NZD/USD Falls Despite Weaker USD, Eyes On New Zealand’S Q1 GDP On Thursday

NZD/USD struggled to capitalize on a nice rebound from the previous day’s sub-0.6100 level or a one-week low and attracted some sellers during Wednesday’s Asian session. Spot prices are currently trading around 0.6135, down 0.10% on the day, but lacked follow-through selling amid a weaker tone for the U.S. dollar.

The U.S. Dollar Index (DXY), which tracks the greenback against a basket of currencies, hovered near a one-week low hit the previous day as expectations mounted that the Federal Reserve (FED) would soon cut interest rates. Such expectations were boosted by weak U.S. retail sales data on Tuesday, which showed signs of fatigue among U.S. consumers. This came on the back of weak U.S. consumer and producer prices last week, supporting the prospect of an imminent rate-cutting cycle by the Fed in September.

Apart from this, the bullish tone in global equities also weakened the status of the safe-haven U.S. dollar and could provide support to the risk-sensitive New Zealand dollar. Nonetheless, mixed economic data released by China on Monday highlighted a bumpy recovery in the world’s second-largest economy, weighing on risk currencies including the NZD. In addition to this, comments from Paul Conway, chief economist of the Reserve Bank of New Zealand (RBNZ), also weighed on the NZD/USD pair.
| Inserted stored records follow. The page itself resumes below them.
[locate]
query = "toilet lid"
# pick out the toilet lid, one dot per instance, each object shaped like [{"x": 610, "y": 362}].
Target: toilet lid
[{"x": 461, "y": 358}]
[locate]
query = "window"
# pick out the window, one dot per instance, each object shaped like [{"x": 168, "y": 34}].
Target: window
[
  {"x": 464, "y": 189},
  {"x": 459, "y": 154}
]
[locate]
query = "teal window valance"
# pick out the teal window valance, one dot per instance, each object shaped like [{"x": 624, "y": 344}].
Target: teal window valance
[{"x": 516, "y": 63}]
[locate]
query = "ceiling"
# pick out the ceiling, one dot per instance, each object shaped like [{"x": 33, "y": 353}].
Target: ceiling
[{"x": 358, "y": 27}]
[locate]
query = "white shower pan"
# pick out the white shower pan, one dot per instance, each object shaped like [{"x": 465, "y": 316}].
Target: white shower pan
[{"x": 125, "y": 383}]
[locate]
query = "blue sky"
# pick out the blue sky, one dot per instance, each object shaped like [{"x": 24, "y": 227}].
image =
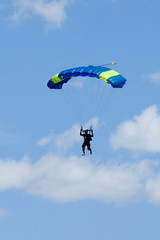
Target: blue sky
[{"x": 47, "y": 189}]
Conway noted that inflation may be firm in the short term, but could fall faster than expected in the medium term. This in turn will keep bullish traders on the sidelines ahead of New Zealand’s first quarter economic growth data, which will be released on Thursday. Meanwhile, with Wednesday being a US banking holiday, there is no relevant economic data in the market and trading volumes are relatively thin, in which case US dollar price dynamics may continue to influence NZD/USD.